We ordered Thai food the other night, and it reminded me of a funny, but awkward, experience I had on a date with my husband shortly after we started dating, and I couldn't resist sharing the story with you. Enjoy!
When The Hubs and I were first dating, we ordered a lot of Thai food.
Because it was quick, delicious, and heavy enough to soak up booze on sloppy nights out.
And we had a lot of sloppy nights back then.
So we ordered it often.
But one Saturday night, things went horribly wrong.
As we were already hungover from the night before, we decided to order everything on the menu: pad thai, spring rolls, chow mein, kung pow chicken, sauteed shrimp…
After we'd paid the delivery guy and set our little buffet of fattening goodness all over the kitchen counter, we loaded our plates as high as they would go, sat down in front of the TV, and started gorging.
And I swallowed an entire piece of broccoli.
Without chewing it.
And it got stuck in my throat.
Panicked, I raced back to the kitchen at the exact same moment my cell phone started ringing.
How convenient, right?
I immediately silenced my phone and hung my head over the sink in hopes I could dislodge the piece of broccoli.
But it wasn't working.
So I ran to the bathroom, locked the door, and started sticking my fingers down my throat. I figured if I could throw up hard enough, I'd be able to knock the broccoli out of place.
When The Hubs saw me beeline to the bathroom, he jumped up to tell me he was out of toilet paper, but when he saw the crazed look on my face and the tears streaming down my cheeks, he stopped dead in his tracks.
He thought I had taken the call on my phone and something had upset me.
So he left me alone.
While in the bathroom, I tried several times to get myself to puke violently, but no matter how far back I put my fingers, I just couldn't do it.

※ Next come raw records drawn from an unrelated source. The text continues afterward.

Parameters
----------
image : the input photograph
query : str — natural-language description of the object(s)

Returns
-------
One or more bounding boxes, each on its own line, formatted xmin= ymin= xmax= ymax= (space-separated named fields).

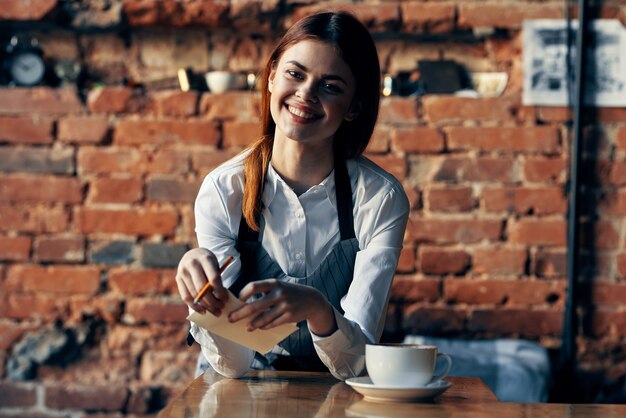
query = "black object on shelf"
xmin=417 ymin=60 xmax=470 ymax=94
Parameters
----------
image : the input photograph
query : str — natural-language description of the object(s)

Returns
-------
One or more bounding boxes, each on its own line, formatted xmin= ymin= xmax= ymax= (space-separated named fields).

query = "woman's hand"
xmin=228 ymin=279 xmax=338 ymax=337
xmin=175 ymin=248 xmax=229 ymax=316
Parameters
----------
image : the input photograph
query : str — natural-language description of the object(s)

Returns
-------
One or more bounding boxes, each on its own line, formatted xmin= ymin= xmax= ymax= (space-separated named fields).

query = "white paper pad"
xmin=187 ymin=289 xmax=298 ymax=354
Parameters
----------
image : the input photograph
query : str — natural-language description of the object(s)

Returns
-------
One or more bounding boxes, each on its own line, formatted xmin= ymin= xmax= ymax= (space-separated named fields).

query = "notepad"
xmin=187 ymin=289 xmax=299 ymax=354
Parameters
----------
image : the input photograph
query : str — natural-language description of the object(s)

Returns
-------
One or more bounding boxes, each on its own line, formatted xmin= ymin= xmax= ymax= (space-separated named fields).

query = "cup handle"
xmin=429 ymin=353 xmax=452 ymax=384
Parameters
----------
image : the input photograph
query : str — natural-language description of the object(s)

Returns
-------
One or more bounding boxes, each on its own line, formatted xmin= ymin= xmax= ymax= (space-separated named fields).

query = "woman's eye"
xmin=287 ymin=70 xmax=303 ymax=79
xmin=322 ymin=83 xmax=342 ymax=94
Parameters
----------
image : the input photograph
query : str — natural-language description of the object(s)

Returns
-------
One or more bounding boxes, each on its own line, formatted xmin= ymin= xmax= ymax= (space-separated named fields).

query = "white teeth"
xmin=288 ymin=105 xmax=319 ymax=120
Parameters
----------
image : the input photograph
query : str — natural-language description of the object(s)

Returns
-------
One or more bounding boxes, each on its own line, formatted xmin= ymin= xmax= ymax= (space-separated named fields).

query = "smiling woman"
xmin=175 ymin=11 xmax=409 ymax=380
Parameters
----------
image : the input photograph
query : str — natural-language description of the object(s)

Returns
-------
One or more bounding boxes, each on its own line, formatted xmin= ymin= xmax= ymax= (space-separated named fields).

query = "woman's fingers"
xmin=175 ymin=274 xmax=205 ymax=314
xmin=237 ymin=279 xmax=280 ymax=302
xmin=175 ymin=248 xmax=231 ymax=316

It was the one time in my life I wished I had dabbled in bulimia.
At one point, I did manage to move the broccoli, but all that did was make me start retching uncontrollably, which made it difficult to breath through my nose.
I eventually came to my senses and realized that, if I didn't get out of that bathroom, I was going to pass out.

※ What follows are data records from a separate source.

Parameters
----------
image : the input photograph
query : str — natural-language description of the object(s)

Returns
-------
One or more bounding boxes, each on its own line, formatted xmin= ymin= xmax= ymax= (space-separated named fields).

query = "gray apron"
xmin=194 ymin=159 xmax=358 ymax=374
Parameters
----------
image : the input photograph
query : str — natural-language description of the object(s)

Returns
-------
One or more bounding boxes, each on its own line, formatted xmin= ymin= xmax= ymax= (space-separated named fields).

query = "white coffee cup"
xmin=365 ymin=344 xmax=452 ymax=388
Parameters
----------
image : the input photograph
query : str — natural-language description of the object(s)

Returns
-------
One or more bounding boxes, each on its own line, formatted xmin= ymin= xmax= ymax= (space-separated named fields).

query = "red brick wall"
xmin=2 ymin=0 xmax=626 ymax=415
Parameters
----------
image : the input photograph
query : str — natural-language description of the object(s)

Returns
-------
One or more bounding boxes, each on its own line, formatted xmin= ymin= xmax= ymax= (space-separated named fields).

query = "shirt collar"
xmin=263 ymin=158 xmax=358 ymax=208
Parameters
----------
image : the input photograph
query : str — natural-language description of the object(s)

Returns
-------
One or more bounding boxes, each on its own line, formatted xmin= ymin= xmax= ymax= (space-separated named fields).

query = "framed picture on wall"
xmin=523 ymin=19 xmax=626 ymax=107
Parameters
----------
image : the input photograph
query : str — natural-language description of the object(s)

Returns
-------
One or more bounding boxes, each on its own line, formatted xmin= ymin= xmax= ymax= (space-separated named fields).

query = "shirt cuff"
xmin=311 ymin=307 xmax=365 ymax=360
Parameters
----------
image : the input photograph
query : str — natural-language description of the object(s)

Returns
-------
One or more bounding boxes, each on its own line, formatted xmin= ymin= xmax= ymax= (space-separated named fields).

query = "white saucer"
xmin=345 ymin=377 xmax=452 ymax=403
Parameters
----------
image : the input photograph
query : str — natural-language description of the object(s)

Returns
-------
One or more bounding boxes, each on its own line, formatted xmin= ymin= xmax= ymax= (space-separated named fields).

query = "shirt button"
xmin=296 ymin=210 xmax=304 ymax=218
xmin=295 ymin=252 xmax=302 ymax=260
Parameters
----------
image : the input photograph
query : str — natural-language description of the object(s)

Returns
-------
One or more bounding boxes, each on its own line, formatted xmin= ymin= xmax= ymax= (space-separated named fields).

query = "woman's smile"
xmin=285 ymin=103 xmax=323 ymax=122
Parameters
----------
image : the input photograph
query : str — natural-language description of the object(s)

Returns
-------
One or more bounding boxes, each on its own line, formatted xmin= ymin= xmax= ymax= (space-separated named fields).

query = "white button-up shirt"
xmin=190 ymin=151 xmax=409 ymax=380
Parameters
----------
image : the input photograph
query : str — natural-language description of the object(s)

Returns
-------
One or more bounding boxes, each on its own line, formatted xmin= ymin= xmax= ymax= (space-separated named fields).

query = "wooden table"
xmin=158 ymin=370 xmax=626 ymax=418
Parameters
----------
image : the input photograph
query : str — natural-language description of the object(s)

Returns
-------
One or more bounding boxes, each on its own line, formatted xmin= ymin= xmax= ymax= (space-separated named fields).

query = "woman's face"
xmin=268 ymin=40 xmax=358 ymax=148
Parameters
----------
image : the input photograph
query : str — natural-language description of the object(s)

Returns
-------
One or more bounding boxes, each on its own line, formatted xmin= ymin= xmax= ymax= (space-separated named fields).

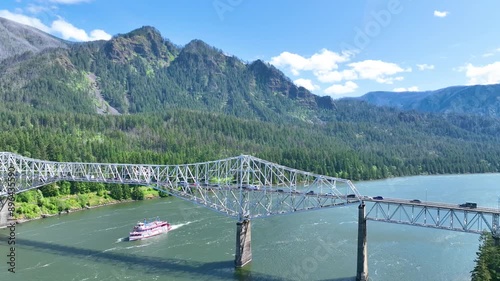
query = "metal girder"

So I did what any sane person would do: I ran back to the living room, bent over with my head between my knees, and started gasping for air.
Clearly, I had forgotten the universal sign for "I'm choking!".

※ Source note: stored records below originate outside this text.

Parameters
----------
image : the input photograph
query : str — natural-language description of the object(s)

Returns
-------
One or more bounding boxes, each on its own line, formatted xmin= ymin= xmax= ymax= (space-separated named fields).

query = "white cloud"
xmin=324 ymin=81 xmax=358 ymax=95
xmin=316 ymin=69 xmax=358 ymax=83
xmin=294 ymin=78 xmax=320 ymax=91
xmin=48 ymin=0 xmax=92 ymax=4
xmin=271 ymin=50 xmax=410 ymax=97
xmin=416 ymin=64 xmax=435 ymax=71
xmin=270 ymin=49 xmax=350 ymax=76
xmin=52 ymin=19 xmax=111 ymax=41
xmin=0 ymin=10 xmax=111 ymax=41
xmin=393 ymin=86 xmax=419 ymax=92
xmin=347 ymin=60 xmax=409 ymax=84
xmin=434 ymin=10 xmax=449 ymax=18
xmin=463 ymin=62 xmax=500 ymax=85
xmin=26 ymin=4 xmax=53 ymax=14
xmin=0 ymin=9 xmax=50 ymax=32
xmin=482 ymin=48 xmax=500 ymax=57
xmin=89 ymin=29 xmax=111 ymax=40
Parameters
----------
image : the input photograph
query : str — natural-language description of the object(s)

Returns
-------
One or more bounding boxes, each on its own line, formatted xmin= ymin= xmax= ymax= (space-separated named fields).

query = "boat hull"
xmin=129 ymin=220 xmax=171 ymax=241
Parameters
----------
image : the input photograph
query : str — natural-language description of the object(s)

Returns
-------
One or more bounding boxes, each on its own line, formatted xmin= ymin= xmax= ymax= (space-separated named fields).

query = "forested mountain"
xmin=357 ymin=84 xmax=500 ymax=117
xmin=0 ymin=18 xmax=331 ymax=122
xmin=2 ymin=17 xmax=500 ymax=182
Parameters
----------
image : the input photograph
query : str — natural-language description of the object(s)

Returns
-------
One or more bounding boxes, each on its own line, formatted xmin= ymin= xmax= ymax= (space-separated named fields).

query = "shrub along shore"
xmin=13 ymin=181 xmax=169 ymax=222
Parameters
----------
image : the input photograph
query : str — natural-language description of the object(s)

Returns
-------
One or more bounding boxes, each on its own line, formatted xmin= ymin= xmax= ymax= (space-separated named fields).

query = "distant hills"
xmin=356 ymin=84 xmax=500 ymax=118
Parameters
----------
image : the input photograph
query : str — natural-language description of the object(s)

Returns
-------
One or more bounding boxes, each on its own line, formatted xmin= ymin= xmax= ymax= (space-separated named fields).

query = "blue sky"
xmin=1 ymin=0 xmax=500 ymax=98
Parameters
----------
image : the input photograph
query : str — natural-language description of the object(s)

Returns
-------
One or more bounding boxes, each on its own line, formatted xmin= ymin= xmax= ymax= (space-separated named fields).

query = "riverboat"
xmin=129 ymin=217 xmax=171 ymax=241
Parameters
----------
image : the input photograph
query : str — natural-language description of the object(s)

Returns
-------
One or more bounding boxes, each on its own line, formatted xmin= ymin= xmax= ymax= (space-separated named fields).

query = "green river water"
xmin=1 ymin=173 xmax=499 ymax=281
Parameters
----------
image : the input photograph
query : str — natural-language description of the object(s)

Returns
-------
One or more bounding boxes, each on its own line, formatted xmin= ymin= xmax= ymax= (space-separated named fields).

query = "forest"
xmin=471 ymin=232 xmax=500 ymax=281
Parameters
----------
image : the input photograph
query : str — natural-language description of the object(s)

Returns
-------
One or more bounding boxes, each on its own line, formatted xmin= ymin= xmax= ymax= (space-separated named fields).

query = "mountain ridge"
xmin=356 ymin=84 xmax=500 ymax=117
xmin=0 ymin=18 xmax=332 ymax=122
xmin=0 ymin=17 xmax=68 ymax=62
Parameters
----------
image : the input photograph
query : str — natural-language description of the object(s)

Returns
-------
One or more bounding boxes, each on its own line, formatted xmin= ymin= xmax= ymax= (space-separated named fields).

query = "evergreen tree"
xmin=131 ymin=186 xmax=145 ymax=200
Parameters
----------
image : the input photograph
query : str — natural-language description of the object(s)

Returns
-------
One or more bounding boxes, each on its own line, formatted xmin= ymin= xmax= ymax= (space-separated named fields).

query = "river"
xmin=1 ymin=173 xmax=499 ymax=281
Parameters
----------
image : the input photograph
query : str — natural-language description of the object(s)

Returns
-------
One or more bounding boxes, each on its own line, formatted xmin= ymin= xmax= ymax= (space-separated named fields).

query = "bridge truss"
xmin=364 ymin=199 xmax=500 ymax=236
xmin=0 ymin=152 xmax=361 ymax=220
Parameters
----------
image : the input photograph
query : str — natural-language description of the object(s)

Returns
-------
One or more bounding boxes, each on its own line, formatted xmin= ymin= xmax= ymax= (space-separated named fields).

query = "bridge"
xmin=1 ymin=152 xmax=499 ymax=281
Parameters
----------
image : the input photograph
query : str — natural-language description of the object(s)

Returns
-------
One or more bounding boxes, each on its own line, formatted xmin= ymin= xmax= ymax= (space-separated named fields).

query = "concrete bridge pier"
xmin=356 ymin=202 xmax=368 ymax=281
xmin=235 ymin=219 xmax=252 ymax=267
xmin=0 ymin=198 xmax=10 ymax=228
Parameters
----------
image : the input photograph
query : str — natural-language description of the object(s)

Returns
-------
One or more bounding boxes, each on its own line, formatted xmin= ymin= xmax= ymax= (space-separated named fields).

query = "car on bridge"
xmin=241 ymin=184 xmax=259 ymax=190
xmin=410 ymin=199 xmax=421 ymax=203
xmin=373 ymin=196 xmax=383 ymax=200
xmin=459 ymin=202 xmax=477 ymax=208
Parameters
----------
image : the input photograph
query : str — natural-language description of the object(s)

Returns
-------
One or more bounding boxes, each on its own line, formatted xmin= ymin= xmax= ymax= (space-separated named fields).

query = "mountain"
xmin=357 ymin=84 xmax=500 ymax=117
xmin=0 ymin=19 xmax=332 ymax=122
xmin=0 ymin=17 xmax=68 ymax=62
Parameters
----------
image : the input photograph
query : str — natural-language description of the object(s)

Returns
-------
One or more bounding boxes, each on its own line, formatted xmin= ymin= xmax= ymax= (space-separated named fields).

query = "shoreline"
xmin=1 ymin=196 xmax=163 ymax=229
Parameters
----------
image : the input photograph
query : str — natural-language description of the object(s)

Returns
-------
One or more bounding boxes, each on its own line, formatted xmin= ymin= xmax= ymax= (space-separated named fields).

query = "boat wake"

You can picture this, right? The Hubs thinks I'm in the bathroom CRYING, and then I come out and he discovers I'M BARELY BREATHING.
Him: "WHAT'S GOING ON?!"
Me: Frantically points to neck, retches, and continues gasping for air.
Him: "ARE YOU CHOKING?!"
Me: Nodding, retching, and gasping for air.
Him: "OMG, WHAT DO I DO? WHAT DO I DO?"
Him: "YOU WANT WATER?!"
Me: More nodding, retching, and gasping for air.
He got me some water, and by some small miracle, I was actually able to swallow that piece of broccoli.
And then I was completely fine.
I had sweat and mascara stains running down my face and the bathroom looked like a scene out of The Exorcist, but I was fine.
It was pretty hard to recover from that though, you know?
Do you have any funny and awkward dating experiences involving Thai food?